Has anyone seen their dog's fur change color before? The color on my dog's neck has faded, I'm 99.9% sure it's from the metal on his collar, but I figured it was worth double checking.

We're still correcting him while walking on a lead so I think that repetitive motion has "rubbed the color off" as weird as that sounds. Not a big deal, just wondering if anyone else has ever seen this?


----------



## OzVizBoyz (Apr 1, 2008)

Only colour change I've seen is when my younger V changed from his puppy coat to adult coat. He darkened and looked a bit moth eaten in the process  I don't use chains or metal collars, so haven't seen what you're talking about.


----------



## tbone13 (Apr 24, 2008)

Yeah, I know it's weird, but I do know that metal can "rub off" on things and since he wears it every day it's definitely possible. Right now, since we're still technically training him he wears a Martingale collar, so it's 3/4's collar & 1/4 chain. I guess technically it's a pinch collar, but much more dog friendly than a traditional choker.


----------



## calum (Feb 13, 2008)

I think Phoebe may have gotten a little darker as she got older, but only a tiny bit.

However, here eyes were very light when she was a puppy, now they are very dark.


----------



## wittert (May 11, 2008)

My 7 month old vizsla has a light mark around his neck from his leather collar - it is not tight, any suggestions about a type of collar that won't rub off his beautiful chestnut color?


----------



## tbone13 (Apr 24, 2008)

I started removing his collar in the house as much as possible, so the only time he had to wear it was when we left the house. That seemed to work, but in our case I also think the collar was the problem. We had a partial choke collar, not only did it seem like the metal was "rubbing off" but it also pulled on him in the exact same area.

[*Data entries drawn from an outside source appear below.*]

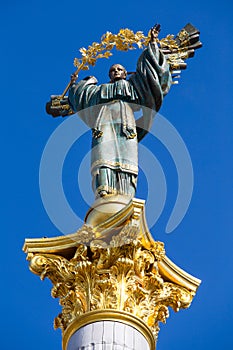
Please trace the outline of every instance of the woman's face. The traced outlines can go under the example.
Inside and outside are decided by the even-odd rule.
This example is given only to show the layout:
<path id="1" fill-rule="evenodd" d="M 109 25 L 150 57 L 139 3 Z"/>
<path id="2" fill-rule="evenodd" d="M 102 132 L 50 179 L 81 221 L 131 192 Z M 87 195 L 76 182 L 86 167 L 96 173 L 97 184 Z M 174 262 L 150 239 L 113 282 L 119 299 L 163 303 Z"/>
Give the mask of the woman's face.
<path id="1" fill-rule="evenodd" d="M 126 75 L 126 70 L 121 64 L 114 64 L 109 70 L 109 77 L 111 79 L 111 82 L 120 79 L 126 79 Z"/>

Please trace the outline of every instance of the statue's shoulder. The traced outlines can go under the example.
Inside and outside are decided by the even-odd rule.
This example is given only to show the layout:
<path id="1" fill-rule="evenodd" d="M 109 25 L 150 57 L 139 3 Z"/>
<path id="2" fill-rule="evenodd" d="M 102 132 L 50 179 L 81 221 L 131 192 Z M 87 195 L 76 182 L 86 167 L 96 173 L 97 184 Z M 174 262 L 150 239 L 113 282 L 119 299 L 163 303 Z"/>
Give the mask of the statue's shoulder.
<path id="1" fill-rule="evenodd" d="M 83 89 L 86 89 L 90 86 L 93 86 L 95 88 L 96 84 L 98 83 L 98 80 L 94 77 L 94 76 L 88 76 L 83 78 L 82 80 L 79 80 L 78 82 L 74 83 L 71 88 L 70 88 L 70 92 L 69 92 L 69 97 L 72 94 L 79 94 L 83 91 Z"/>
<path id="2" fill-rule="evenodd" d="M 90 75 L 90 76 L 84 78 L 82 81 L 83 81 L 84 84 L 87 84 L 87 85 L 88 85 L 88 84 L 94 84 L 94 85 L 96 85 L 96 84 L 98 83 L 98 80 L 96 79 L 96 77 L 94 77 L 94 76 L 92 76 L 92 75 Z"/>

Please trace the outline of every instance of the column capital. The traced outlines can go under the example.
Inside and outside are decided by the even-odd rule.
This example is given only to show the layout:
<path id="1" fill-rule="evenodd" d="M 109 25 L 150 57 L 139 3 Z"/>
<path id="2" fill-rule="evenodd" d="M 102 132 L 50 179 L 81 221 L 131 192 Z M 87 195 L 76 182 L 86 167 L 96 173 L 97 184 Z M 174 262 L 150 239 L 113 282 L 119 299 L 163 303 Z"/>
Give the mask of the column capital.
<path id="1" fill-rule="evenodd" d="M 52 296 L 60 299 L 54 327 L 63 332 L 64 350 L 75 327 L 114 318 L 146 330 L 154 350 L 150 335 L 156 343 L 169 307 L 189 307 L 200 284 L 166 257 L 162 242 L 154 241 L 144 202 L 137 199 L 95 227 L 84 224 L 71 235 L 26 240 L 24 251 L 30 270 L 48 277 Z"/>

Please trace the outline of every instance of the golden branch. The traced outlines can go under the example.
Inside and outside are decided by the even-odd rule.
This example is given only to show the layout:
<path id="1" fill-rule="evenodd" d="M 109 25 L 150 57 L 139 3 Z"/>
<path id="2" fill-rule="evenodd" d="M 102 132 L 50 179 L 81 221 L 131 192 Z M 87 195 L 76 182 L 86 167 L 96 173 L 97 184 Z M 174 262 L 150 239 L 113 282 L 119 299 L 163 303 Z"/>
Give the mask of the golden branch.
<path id="1" fill-rule="evenodd" d="M 150 42 L 150 32 L 147 36 L 143 34 L 142 31 L 134 33 L 132 30 L 120 29 L 118 34 L 112 34 L 111 32 L 106 32 L 101 37 L 101 42 L 93 42 L 92 45 L 89 45 L 86 49 L 82 47 L 79 49 L 81 53 L 81 58 L 74 59 L 74 66 L 76 67 L 75 75 L 78 77 L 78 74 L 81 70 L 88 70 L 89 66 L 95 66 L 96 61 L 99 58 L 109 58 L 112 56 L 111 50 L 116 48 L 119 51 L 128 51 L 136 49 L 136 47 L 142 49 L 148 46 Z M 167 35 L 164 39 L 157 39 L 158 45 L 163 47 L 168 47 L 171 50 L 178 50 L 178 45 L 174 40 L 173 35 Z M 61 99 L 65 96 L 66 92 L 70 88 L 70 83 L 65 88 Z"/>

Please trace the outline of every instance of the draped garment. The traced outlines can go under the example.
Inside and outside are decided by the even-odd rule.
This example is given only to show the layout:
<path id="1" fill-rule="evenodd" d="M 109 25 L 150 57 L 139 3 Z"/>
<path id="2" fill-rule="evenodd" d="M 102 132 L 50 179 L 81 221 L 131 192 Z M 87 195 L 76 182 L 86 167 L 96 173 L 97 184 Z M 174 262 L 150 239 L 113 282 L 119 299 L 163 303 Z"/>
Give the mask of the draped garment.
<path id="1" fill-rule="evenodd" d="M 95 77 L 87 77 L 71 86 L 70 106 L 92 129 L 91 174 L 96 197 L 103 191 L 134 196 L 138 141 L 148 132 L 170 85 L 169 65 L 157 44 L 150 43 L 128 80 L 97 85 Z M 143 116 L 136 122 L 134 112 L 139 109 Z"/>

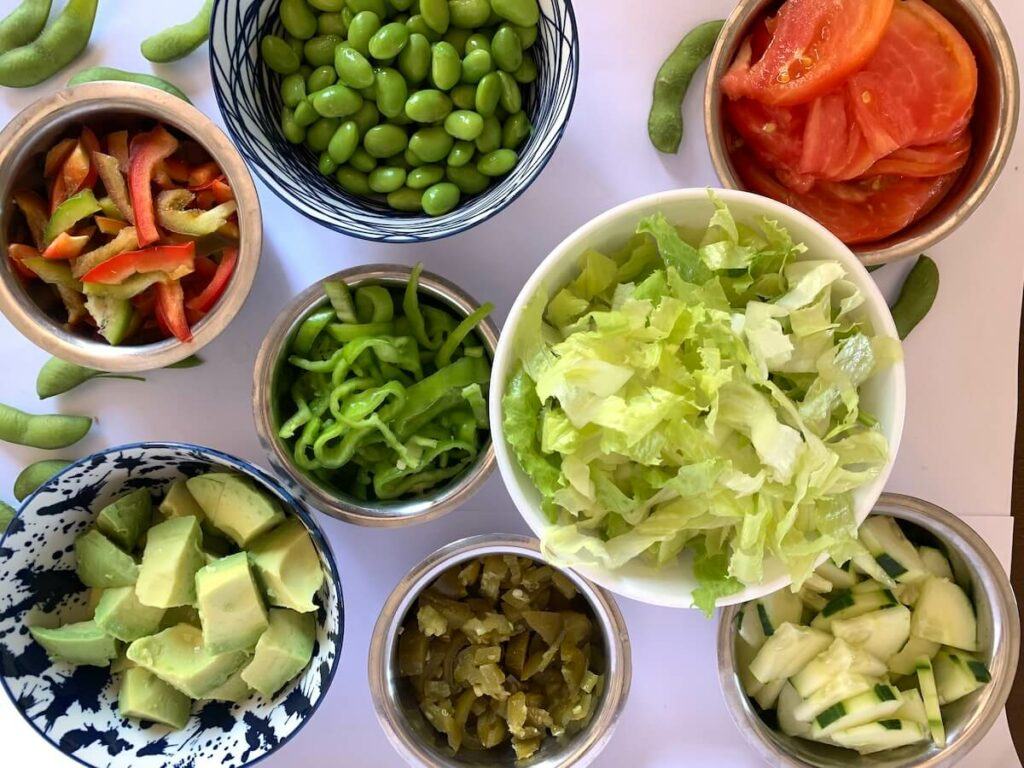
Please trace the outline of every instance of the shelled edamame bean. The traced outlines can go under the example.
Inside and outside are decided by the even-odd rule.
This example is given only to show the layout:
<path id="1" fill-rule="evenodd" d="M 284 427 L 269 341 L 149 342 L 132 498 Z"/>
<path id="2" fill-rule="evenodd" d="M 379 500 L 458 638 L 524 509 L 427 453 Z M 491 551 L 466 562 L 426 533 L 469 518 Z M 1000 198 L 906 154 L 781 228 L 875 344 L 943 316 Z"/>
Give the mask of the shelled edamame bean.
<path id="1" fill-rule="evenodd" d="M 281 131 L 346 192 L 442 216 L 519 162 L 537 0 L 282 0 L 280 20 L 260 51 Z"/>

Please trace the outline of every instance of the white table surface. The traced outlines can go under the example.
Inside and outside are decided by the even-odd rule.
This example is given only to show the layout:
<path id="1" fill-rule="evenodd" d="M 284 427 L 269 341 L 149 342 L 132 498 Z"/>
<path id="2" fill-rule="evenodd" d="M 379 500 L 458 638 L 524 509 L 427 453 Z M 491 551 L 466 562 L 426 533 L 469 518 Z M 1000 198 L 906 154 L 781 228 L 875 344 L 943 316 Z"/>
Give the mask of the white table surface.
<path id="1" fill-rule="evenodd" d="M 18 0 L 0 0 L 0 17 Z M 995 0 L 1011 37 L 1024 46 L 1024 5 Z M 54 4 L 63 5 L 60 0 Z M 183 20 L 198 0 L 103 0 L 92 44 L 65 73 L 34 89 L 0 91 L 0 121 L 54 91 L 71 73 L 94 64 L 134 71 L 150 65 L 138 42 Z M 265 249 L 256 285 L 231 327 L 191 371 L 163 371 L 145 384 L 108 381 L 40 406 L 35 374 L 46 355 L 0 320 L 0 402 L 27 410 L 59 408 L 93 414 L 98 424 L 72 453 L 137 440 L 185 440 L 264 463 L 253 430 L 250 383 L 256 349 L 277 312 L 310 283 L 370 262 L 425 262 L 480 300 L 499 319 L 540 260 L 576 227 L 642 194 L 714 185 L 704 142 L 699 86 L 686 104 L 687 135 L 676 157 L 658 155 L 646 136 L 650 85 L 663 57 L 697 22 L 722 17 L 731 0 L 577 0 L 582 62 L 569 128 L 554 159 L 504 213 L 476 229 L 424 246 L 369 245 L 304 219 L 260 186 Z M 220 122 L 200 51 L 155 67 Z M 1018 137 L 1019 138 L 1019 137 Z M 906 345 L 909 410 L 903 447 L 889 490 L 917 495 L 970 520 L 1009 567 L 1010 492 L 1017 405 L 1017 341 L 1024 286 L 1020 201 L 1024 144 L 975 216 L 931 252 L 943 288 L 935 309 Z M 892 295 L 909 265 L 876 273 Z M 187 394 L 184 394 L 187 393 Z M 65 451 L 64 453 L 68 453 Z M 0 446 L 0 489 L 39 453 Z M 392 586 L 416 562 L 462 536 L 526 532 L 501 481 L 492 477 L 465 509 L 434 523 L 397 531 L 360 529 L 323 518 L 346 598 L 341 668 L 324 705 L 293 741 L 265 764 L 397 767 L 373 715 L 366 655 L 377 612 Z M 2 585 L 0 585 L 2 588 Z M 633 688 L 615 738 L 596 765 L 638 768 L 759 765 L 729 719 L 718 691 L 715 624 L 693 612 L 620 600 L 633 642 Z M 1017 724 L 1019 727 L 1021 724 Z M 0 702 L 6 765 L 36 768 L 71 761 L 46 746 Z M 1018 765 L 1005 720 L 961 765 Z"/>

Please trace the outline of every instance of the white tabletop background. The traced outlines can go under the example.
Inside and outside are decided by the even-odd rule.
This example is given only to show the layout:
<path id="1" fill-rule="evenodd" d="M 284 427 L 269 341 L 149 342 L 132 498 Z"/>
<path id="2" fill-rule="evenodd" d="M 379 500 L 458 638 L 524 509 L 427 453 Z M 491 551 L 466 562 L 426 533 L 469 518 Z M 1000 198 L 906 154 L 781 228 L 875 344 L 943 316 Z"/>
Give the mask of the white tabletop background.
<path id="1" fill-rule="evenodd" d="M 0 17 L 18 0 L 0 0 Z M 1024 48 L 1024 4 L 995 0 L 1011 38 Z M 94 64 L 149 71 L 139 41 L 190 16 L 199 0 L 102 0 L 92 43 L 67 71 L 37 88 L 0 91 L 0 123 Z M 61 0 L 55 8 L 63 6 Z M 541 259 L 598 213 L 650 192 L 714 185 L 701 119 L 702 76 L 685 108 L 678 156 L 657 154 L 646 135 L 654 74 L 678 39 L 700 21 L 724 17 L 732 0 L 576 0 L 581 67 L 576 106 L 552 162 L 533 186 L 490 222 L 422 246 L 370 245 L 322 229 L 259 185 L 265 247 L 245 307 L 190 371 L 150 374 L 145 384 L 93 383 L 40 405 L 35 375 L 46 355 L 0 319 L 0 402 L 26 410 L 59 408 L 94 415 L 74 458 L 138 440 L 183 440 L 263 463 L 253 429 L 253 360 L 266 329 L 289 299 L 336 270 L 370 262 L 423 261 L 504 318 Z M 180 85 L 220 123 L 205 49 L 155 71 Z M 1018 139 L 1020 137 L 1018 136 Z M 935 502 L 969 519 L 1009 567 L 1011 472 L 1017 406 L 1017 342 L 1024 287 L 1021 200 L 1024 143 L 980 211 L 931 256 L 942 290 L 928 320 L 906 345 L 908 419 L 889 490 Z M 907 265 L 876 273 L 893 294 Z M 0 447 L 0 496 L 39 452 Z M 463 536 L 526 532 L 500 479 L 493 476 L 465 509 L 414 528 L 360 529 L 321 517 L 341 571 L 346 604 L 344 650 L 326 701 L 306 728 L 265 765 L 400 765 L 377 725 L 366 684 L 370 633 L 385 596 L 420 559 Z M 615 737 L 596 765 L 637 768 L 753 768 L 759 761 L 733 726 L 718 690 L 715 622 L 694 612 L 619 601 L 633 643 L 633 687 Z M 1019 728 L 1021 724 L 1017 724 Z M 3 764 L 69 766 L 0 702 Z M 1002 720 L 967 768 L 1019 765 Z"/>

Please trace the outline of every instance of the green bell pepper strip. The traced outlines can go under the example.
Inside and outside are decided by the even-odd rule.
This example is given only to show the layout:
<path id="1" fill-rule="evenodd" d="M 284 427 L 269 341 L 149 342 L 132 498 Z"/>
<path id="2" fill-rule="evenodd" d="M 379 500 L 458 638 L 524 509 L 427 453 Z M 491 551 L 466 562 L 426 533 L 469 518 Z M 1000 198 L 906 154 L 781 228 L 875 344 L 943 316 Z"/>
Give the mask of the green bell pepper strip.
<path id="1" fill-rule="evenodd" d="M 21 263 L 36 273 L 44 283 L 82 292 L 82 284 L 71 274 L 71 267 L 63 261 L 51 261 L 42 256 L 28 256 Z"/>
<path id="2" fill-rule="evenodd" d="M 490 367 L 485 361 L 463 357 L 416 382 L 406 391 L 405 406 L 395 417 L 395 432 L 401 438 L 411 436 L 417 427 L 458 404 L 464 387 L 486 384 L 490 379 Z"/>
<path id="3" fill-rule="evenodd" d="M 471 315 L 467 315 L 461 323 L 455 326 L 455 330 L 448 334 L 448 338 L 444 340 L 441 348 L 437 350 L 437 357 L 434 358 L 434 363 L 438 368 L 444 368 L 452 361 L 452 355 L 455 354 L 455 350 L 459 348 L 463 339 L 465 339 L 470 332 L 480 325 L 484 318 L 493 311 L 494 305 L 487 302 L 480 306 Z"/>
<path id="4" fill-rule="evenodd" d="M 187 189 L 168 189 L 157 195 L 156 219 L 166 230 L 190 237 L 206 237 L 227 224 L 228 217 L 238 210 L 238 203 L 228 200 L 208 211 L 185 210 L 195 198 Z"/>
<path id="5" fill-rule="evenodd" d="M 395 317 L 395 302 L 383 285 L 356 288 L 355 302 L 360 323 L 390 323 Z"/>
<path id="6" fill-rule="evenodd" d="M 422 271 L 422 264 L 413 267 L 412 274 L 409 275 L 409 283 L 405 286 L 402 311 L 405 312 L 405 317 L 409 321 L 409 327 L 416 341 L 427 349 L 435 349 L 437 345 L 427 337 L 427 327 L 423 322 L 423 313 L 420 311 L 419 281 Z"/>
<path id="7" fill-rule="evenodd" d="M 313 342 L 333 319 L 334 310 L 324 307 L 303 320 L 299 330 L 295 332 L 295 338 L 292 339 L 292 352 L 298 356 L 308 355 L 313 348 Z"/>
<path id="8" fill-rule="evenodd" d="M 125 227 L 114 235 L 114 239 L 109 243 L 101 245 L 95 250 L 83 253 L 75 259 L 74 266 L 71 268 L 71 273 L 75 277 L 82 277 L 108 259 L 114 258 L 119 253 L 134 251 L 138 247 L 139 238 L 138 233 L 135 231 L 135 227 Z"/>
<path id="9" fill-rule="evenodd" d="M 126 221 L 134 224 L 135 211 L 132 210 L 132 201 L 128 197 L 128 184 L 125 182 L 124 176 L 121 175 L 121 166 L 118 159 L 112 155 L 105 155 L 102 152 L 93 152 L 92 162 L 96 166 L 96 172 L 99 173 L 103 186 L 107 190 L 107 195 L 113 201 L 118 213 Z M 99 205 L 102 208 L 103 201 L 99 201 Z"/>
<path id="10" fill-rule="evenodd" d="M 100 210 L 100 204 L 91 189 L 76 192 L 58 205 L 50 216 L 50 220 L 46 222 L 46 227 L 43 229 L 44 243 L 49 245 L 61 232 L 67 232 L 82 219 L 92 216 Z"/>
<path id="11" fill-rule="evenodd" d="M 344 344 L 348 341 L 355 341 L 364 336 L 395 336 L 397 329 L 395 324 L 386 323 L 331 323 L 327 326 L 327 333 L 337 342 Z"/>
<path id="12" fill-rule="evenodd" d="M 352 302 L 352 293 L 344 280 L 325 280 L 324 293 L 331 300 L 338 319 L 343 323 L 356 322 L 356 306 Z"/>

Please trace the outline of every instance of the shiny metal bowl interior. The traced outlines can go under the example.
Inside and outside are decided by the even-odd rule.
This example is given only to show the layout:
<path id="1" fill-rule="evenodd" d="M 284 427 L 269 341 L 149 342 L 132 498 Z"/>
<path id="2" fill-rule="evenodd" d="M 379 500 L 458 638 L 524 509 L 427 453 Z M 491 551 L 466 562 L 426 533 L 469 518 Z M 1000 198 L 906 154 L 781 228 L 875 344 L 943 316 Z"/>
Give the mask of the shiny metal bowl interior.
<path id="1" fill-rule="evenodd" d="M 590 723 L 564 740 L 548 738 L 529 760 L 516 761 L 511 750 L 451 753 L 426 722 L 409 687 L 397 672 L 398 636 L 420 593 L 453 566 L 486 555 L 516 555 L 543 560 L 536 539 L 492 534 L 462 539 L 439 549 L 395 587 L 381 610 L 370 643 L 368 674 L 377 719 L 392 746 L 412 766 L 430 768 L 561 768 L 588 765 L 607 744 L 626 704 L 632 680 L 632 657 L 626 624 L 611 596 L 571 570 L 559 571 L 579 590 L 593 610 L 603 642 L 605 688 Z M 554 567 L 554 566 L 552 566 Z"/>
<path id="2" fill-rule="evenodd" d="M 931 742 L 861 757 L 850 750 L 794 738 L 769 727 L 743 693 L 736 673 L 736 628 L 742 606 L 722 612 L 718 625 L 718 667 L 729 714 L 750 745 L 777 766 L 814 768 L 944 768 L 953 766 L 981 741 L 1003 711 L 1020 655 L 1020 620 L 1006 571 L 974 530 L 941 507 L 912 496 L 883 494 L 872 514 L 903 523 L 915 543 L 938 546 L 949 558 L 959 584 L 966 587 L 978 615 L 979 655 L 992 682 L 942 708 L 947 744 Z"/>
<path id="3" fill-rule="evenodd" d="M 241 232 L 238 266 L 224 295 L 193 329 L 184 344 L 165 339 L 154 344 L 112 346 L 74 333 L 43 312 L 28 295 L 8 259 L 0 265 L 0 310 L 29 341 L 52 355 L 79 365 L 119 373 L 162 368 L 199 351 L 238 314 L 259 265 L 263 220 L 249 170 L 227 136 L 191 104 L 155 88 L 133 83 L 101 82 L 59 91 L 34 102 L 0 133 L 0 252 L 7 253 L 14 204 L 11 194 L 29 164 L 64 134 L 90 120 L 124 118 L 160 120 L 190 136 L 220 165 L 238 201 Z"/>
<path id="4" fill-rule="evenodd" d="M 865 265 L 915 256 L 963 224 L 992 190 L 1010 155 L 1020 109 L 1020 81 L 1010 36 L 989 0 L 927 0 L 970 44 L 978 62 L 978 97 L 971 122 L 974 144 L 953 189 L 934 210 L 906 229 L 874 243 L 851 246 Z M 711 55 L 704 91 L 704 130 L 722 184 L 744 189 L 729 158 L 719 81 L 754 22 L 780 0 L 741 0 Z"/>
<path id="5" fill-rule="evenodd" d="M 370 284 L 404 287 L 411 274 L 412 269 L 407 266 L 370 264 L 337 272 L 324 280 L 344 280 L 350 288 Z M 277 436 L 282 422 L 278 385 L 287 363 L 285 350 L 291 345 L 302 321 L 330 303 L 324 294 L 322 282 L 311 285 L 278 315 L 256 355 L 253 416 L 260 443 L 267 451 L 271 465 L 284 478 L 290 490 L 301 496 L 307 504 L 349 523 L 396 527 L 433 520 L 450 512 L 476 493 L 494 468 L 494 447 L 490 435 L 476 462 L 454 480 L 424 496 L 377 502 L 362 501 L 334 489 L 324 488 L 295 465 L 288 446 Z M 480 307 L 479 302 L 461 288 L 432 272 L 424 271 L 420 274 L 419 289 L 421 296 L 445 306 L 460 318 Z M 493 321 L 486 318 L 475 332 L 487 350 L 488 357 L 493 360 L 494 349 L 498 344 L 498 329 Z"/>

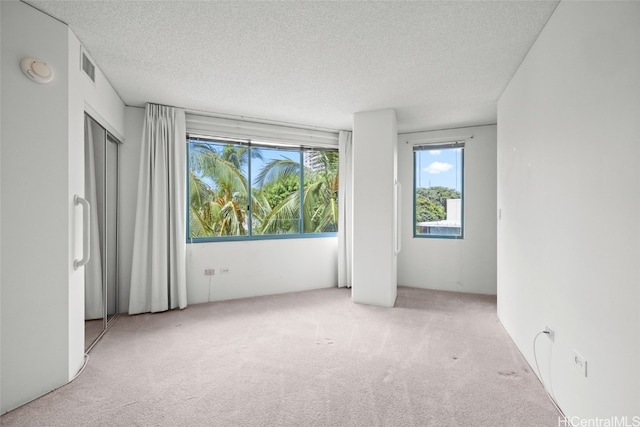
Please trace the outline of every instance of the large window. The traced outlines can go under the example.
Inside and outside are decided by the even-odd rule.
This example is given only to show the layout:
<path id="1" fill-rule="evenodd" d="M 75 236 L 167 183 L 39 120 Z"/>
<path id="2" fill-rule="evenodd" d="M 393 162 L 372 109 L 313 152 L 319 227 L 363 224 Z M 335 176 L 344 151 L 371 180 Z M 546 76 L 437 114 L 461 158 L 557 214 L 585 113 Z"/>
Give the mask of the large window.
<path id="1" fill-rule="evenodd" d="M 335 233 L 338 151 L 188 138 L 188 241 Z"/>
<path id="2" fill-rule="evenodd" d="M 414 236 L 463 236 L 464 143 L 416 146 Z"/>

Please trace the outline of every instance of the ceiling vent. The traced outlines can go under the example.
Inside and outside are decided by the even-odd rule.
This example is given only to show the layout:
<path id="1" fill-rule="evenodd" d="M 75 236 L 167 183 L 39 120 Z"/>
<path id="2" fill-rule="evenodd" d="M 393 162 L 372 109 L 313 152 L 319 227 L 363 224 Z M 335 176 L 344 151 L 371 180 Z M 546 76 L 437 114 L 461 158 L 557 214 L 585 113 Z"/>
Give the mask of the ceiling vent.
<path id="1" fill-rule="evenodd" d="M 96 65 L 89 59 L 87 53 L 82 50 L 82 71 L 91 79 L 92 82 L 96 82 Z"/>

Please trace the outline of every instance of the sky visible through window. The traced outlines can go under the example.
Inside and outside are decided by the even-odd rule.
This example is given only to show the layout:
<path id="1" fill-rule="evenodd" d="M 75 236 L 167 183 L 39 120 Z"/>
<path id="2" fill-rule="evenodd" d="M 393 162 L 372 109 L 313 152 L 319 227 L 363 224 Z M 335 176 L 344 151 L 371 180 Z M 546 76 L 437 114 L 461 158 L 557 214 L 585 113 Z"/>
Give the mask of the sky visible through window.
<path id="1" fill-rule="evenodd" d="M 295 148 L 293 150 L 287 150 L 287 149 L 282 149 L 282 148 L 281 149 L 275 149 L 275 148 L 271 148 L 271 147 L 254 147 L 253 150 L 260 150 L 260 153 L 262 153 L 262 159 L 259 159 L 259 158 L 251 159 L 251 163 L 252 163 L 251 164 L 251 173 L 253 174 L 253 176 L 251 178 L 252 178 L 252 183 L 253 183 L 254 187 L 257 185 L 256 177 L 258 176 L 258 173 L 269 162 L 271 162 L 273 160 L 287 159 L 287 160 L 291 160 L 291 161 L 296 162 L 296 163 L 300 163 L 300 151 L 297 148 Z M 243 172 L 247 173 L 247 168 L 246 167 L 243 168 Z"/>
<path id="2" fill-rule="evenodd" d="M 416 187 L 447 187 L 457 191 L 462 190 L 460 179 L 460 152 L 462 149 L 442 149 L 417 151 Z"/>
<path id="3" fill-rule="evenodd" d="M 224 143 L 217 143 L 215 144 L 216 147 L 222 147 L 225 144 Z M 251 166 L 251 170 L 253 172 L 253 186 L 256 185 L 256 176 L 258 174 L 259 171 L 262 170 L 262 168 L 268 164 L 269 162 L 271 162 L 272 160 L 281 160 L 281 159 L 289 159 L 292 160 L 294 162 L 300 162 L 300 153 L 299 151 L 297 151 L 297 149 L 294 149 L 294 151 L 290 151 L 290 150 L 286 150 L 286 149 L 272 149 L 269 147 L 254 147 L 254 150 L 259 149 L 260 152 L 262 153 L 262 159 L 259 158 L 252 158 L 251 162 L 252 162 L 252 166 Z M 244 176 L 247 176 L 249 173 L 249 165 L 248 164 L 243 164 L 240 167 L 240 170 L 242 171 L 242 173 L 244 174 Z M 210 185 L 212 187 L 216 187 L 216 184 L 211 180 L 210 177 L 207 176 L 203 176 L 202 180 L 207 183 L 207 185 Z"/>

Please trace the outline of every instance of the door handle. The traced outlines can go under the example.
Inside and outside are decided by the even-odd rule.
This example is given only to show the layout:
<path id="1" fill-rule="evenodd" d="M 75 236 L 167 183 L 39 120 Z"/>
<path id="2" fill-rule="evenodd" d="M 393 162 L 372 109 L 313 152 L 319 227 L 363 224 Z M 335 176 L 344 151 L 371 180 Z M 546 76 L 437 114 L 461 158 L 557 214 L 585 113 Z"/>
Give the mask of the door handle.
<path id="1" fill-rule="evenodd" d="M 82 206 L 82 259 L 73 260 L 73 269 L 77 270 L 88 263 L 91 256 L 91 206 L 87 199 L 77 194 L 73 196 L 73 204 Z"/>
<path id="2" fill-rule="evenodd" d="M 402 184 L 400 184 L 398 181 L 395 182 L 395 224 L 394 224 L 394 231 L 395 231 L 395 239 L 396 239 L 396 244 L 395 244 L 395 253 L 396 255 L 398 255 L 400 253 L 400 251 L 402 250 Z"/>

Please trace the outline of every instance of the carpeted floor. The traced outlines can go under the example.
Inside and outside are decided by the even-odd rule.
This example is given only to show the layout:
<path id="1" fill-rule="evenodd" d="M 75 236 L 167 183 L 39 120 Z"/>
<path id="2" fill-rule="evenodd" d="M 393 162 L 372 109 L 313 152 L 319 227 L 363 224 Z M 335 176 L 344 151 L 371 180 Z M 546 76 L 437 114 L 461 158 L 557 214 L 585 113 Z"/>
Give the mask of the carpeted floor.
<path id="1" fill-rule="evenodd" d="M 495 297 L 322 289 L 122 316 L 3 426 L 557 426 Z"/>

Anyway, it's still a bit faded around his neck, but taking off his collar in the house seemed to help.


----------



## 1notenough (Sep 6, 2008)

I always take the collar off when we get home,it is usually wet.also that way when it is time to go play they know when the collars come out.It seems to disrupt the fur on a dogs neck which is unattractive.It is also easier to rub your dogs neck which they seem to enjoy tremendously.


----------



## DragonTheRevolutionary (Feb 15, 2009)

my tobi is growing like a white beard on his chin, i gotta tell ya it looks badass ;D


----------



## Zero4910 (Sep 28, 2009)

DragonTheRevolutionary said:


> my tobi is growing like a white beard on his chin, i gotta tell ya it looks badass ;D


have any pictures you can post?


----------



## Tina (Feb 18, 2010)

Our Viszla has also gotton lighter around his neck and tail, also. I don't know if it's a "winter coat"?


----------



## belf1125 (Aug 21, 2008)

1notenough, we do the exact same thing.  She's au naturel all the time at home, lol. Then when it's time for a walk or trip to the park she's prancing at the door and practically dives into her collar.


----------



## Pineapple Princess (Nov 20, 2009)

Like Tina, our Hobie is getting a "blonde" tail and I'm not sure why. She's 4 months now. It looks like she dipped it in beige paint. ??? ??? ???


----------



## Crazy Kian (Aug 10, 2009)

Kian is the same way, he has a blond tail and the back of his hind legs is blonde.... oh well, what can you do other than dip him in some dye


----------